We’ve gone over a lot of code and a lot of steps, so I figured I’d hit the major bullet points in case you’re looking for a TL;DR:

1. Use Steam API to get your list of games and your playtime
2. Scrape SteamSpy to get the median playtime for a game and a game’s distribution of tag data
3. Define your engagement with a game by taking the difference between your playtime and the median for a game. Pass that through a sigmoid function to more or less normalize the scores
4. Join the tag data for games you’ve played to your sigmoid score, then multiply that score through the tag data and sum up per tag. This develops a profile for which tags you like the best based on your sigmoid score
5. With that handy profile data, compute a dot product with a game you’re interested in’s tag distribution. This gives you that game’s final score
6. Sort by score!

Some aspects I’d look into further: using my individual percentile per game instead of a sigmoid. This might be more accurate than simply doing sigmoid(my_time – median), but the latter is certainly faster than manually scraping that data from SteamSpy.
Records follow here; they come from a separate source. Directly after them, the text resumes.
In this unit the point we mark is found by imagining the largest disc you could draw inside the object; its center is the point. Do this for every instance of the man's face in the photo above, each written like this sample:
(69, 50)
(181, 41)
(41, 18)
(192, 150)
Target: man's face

I think a fun next step to this analysis would be to have the final loop run over *all* app ids in steam. I’m sure there’s some games out there that I have no clue about which might match my distribution of tag preferences to great effect.

In my case I applied this prediction to games in my Steam wishlist since there was a lot of data in there already. However, having this kind of data setup only really works for users that have played a good number of games to build out a reasonable portfolio of tag preferences. If you have a user who just plays 2 games and you have 10 or 20 tags to work with, you might not be able to predict so well. The way around that, I think, is the Steam discovery queue. So if I were putting this into production on Steam’s backend, I’d probably build a user profile based on their discovery data if a user has something like less than 10 games played. I imagine it would be a good way to seed the data first before starting predictions.